Arka Gdynia - Cracovia 0:1 (0:1)
Bramka: 38' Hanca
Kartki: Wawszczyk, Nalepa, Vejinović, Maghoma, Marciniak, Deja – Dytiatjew, Hanca, Pestka, Rodrigues de Souza
Arka Gdynia: Steinbors – Wawszczyk, Marić (90+1. Danch), Maghoma, Marciniak – Deja – Mihajlović (71. Samanes), Nalepa (82. Vinicius), Vejinović, Jankowski – Serrarens
Cracovia: Pesković – Pestka, Dytiatjew, Helik, Rapa – Gol – van Amersfoort, Loshaj (62. de Souza), Wdowiak (72. Fiolić), Hanca (90+1. Vestenicky) – Lopes
Kibice z wielką niecierpliwością oczekiwali na pierwszy gwizdek w rozgrywkach PKO Ekstraklasy w 2020 roku. Fani oczekiwali wielkich emocji, zażartych, twardych, ale przede wszystkim ciekawych spotkań. Pierwszy mecz zdecydowanie nie rozczarował, choć zdecydowanie zabrakło większej liczby bramek. Od początku to Cracovia była konkretniejsza i częściej stwarzała zagrożenie pod bramką Pavelsa Steinborsa. Brakowało jednak skuteczności i postawienia kropki nad i.
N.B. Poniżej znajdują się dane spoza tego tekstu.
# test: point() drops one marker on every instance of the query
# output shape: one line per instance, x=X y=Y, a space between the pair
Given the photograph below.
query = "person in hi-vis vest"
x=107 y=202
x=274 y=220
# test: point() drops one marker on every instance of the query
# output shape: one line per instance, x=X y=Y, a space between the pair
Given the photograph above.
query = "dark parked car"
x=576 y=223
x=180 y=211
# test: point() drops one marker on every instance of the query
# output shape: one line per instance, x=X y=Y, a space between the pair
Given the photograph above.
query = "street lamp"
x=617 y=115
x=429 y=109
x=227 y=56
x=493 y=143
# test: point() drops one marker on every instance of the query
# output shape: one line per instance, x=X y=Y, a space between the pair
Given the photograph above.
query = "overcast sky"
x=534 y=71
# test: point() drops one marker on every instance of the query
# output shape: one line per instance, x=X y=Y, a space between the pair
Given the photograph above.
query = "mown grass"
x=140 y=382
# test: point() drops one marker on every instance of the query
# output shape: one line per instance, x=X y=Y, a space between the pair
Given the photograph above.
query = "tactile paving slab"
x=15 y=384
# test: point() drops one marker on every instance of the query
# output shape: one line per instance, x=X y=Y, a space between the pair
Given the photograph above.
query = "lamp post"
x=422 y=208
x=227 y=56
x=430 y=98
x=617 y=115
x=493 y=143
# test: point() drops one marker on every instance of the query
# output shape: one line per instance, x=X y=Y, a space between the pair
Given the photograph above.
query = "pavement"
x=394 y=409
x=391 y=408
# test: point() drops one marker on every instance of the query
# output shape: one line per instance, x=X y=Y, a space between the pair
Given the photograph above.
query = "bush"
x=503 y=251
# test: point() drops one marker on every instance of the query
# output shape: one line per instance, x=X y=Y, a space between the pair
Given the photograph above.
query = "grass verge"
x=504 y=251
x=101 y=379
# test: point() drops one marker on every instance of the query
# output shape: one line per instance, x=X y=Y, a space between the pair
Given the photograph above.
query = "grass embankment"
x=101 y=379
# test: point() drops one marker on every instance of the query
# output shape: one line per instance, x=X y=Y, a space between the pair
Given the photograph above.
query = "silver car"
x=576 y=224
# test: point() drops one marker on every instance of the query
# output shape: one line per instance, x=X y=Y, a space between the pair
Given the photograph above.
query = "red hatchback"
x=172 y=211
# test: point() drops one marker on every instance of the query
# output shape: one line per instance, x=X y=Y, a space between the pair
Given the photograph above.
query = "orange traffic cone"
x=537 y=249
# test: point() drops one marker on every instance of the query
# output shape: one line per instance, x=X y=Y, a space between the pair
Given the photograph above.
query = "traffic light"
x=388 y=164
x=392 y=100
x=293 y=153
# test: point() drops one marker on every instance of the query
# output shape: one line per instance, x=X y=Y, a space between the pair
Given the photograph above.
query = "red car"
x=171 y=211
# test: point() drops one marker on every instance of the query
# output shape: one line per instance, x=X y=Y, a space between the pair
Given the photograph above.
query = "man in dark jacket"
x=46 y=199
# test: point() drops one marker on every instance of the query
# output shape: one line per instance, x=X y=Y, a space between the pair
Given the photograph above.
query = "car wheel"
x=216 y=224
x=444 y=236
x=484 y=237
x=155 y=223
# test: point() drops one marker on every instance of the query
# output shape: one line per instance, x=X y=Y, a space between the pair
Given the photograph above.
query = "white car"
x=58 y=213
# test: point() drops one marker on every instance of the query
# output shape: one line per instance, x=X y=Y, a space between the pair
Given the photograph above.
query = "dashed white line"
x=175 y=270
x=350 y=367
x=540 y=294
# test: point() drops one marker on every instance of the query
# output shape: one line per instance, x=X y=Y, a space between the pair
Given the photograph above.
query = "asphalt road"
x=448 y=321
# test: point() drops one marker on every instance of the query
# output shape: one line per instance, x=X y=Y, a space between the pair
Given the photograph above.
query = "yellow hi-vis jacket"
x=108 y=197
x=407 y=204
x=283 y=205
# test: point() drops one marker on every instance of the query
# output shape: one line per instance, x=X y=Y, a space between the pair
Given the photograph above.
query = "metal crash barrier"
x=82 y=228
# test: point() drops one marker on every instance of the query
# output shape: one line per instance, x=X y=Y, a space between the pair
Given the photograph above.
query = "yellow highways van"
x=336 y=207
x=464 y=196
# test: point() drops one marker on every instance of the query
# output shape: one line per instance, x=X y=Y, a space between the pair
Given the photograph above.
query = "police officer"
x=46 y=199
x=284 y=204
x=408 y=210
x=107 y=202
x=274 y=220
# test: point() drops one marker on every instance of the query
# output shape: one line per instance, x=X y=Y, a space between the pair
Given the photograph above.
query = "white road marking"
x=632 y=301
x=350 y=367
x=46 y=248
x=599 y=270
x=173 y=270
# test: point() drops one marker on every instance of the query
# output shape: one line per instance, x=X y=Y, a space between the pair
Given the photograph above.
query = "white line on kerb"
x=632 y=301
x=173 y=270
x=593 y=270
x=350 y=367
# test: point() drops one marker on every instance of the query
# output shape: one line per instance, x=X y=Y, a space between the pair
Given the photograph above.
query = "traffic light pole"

Z pomocą przyszli piłkarze Arki. Po faulu na skraju pola karnego do piłki podszedł Sergiu Hanca. Rumun strzelił z rzutu wolnego i choć wydawało się, że futbolówkę pewnie złapie zmierzający do niej Steinbors, to ta odbiła się od muru i kompletnie zmyliła łotyskiego golkipera. Po chwili pomocnik chwycił za piłkę, by zakomunikować światu wesołą nowinę!
Hanca schował piłkę pod koszulkę i zaczął ssać kciuk w stronę znajdującej się przed nim kamery. To był oczywiście znak, że razem z piękną Andreą, zawodnik spodziewa się dziecka. Jako pierwsi z gratulacjami popędzili pracownicy klubu. - Hej Andrea, to świetne wieści. Gratulujemy - czytamy w poście na oficjalnym profilu na Twitterze krakowskiego klubu.
Gospodarze szukali okazji do odpowiedzi, ale bliżej do tego mieli goście. Ci jednak fatalnie się mylili - najpierw w dogodnej sytuacji fatalnie huknął z woleja van Amersfoort, potem piłkarze "Pasów" marnowali w dramatyczny sposób kontrataki. Odrobina dokładności sprawiła, że na tablicy wyników mogło widnieć nawet 3:0!
Mimo to, Cracovia została nowym liderem tabeli. Zostanie nim co najmniej do niedzieli, gdy na stadionie przy ulicy Łazienkowskiej Legia Warszawa zmierzy się z ŁKS-em Łódź. Zwycięstwo pozwoli wicemistrzom Polski wrócić na pierwsze miejsce w lidze.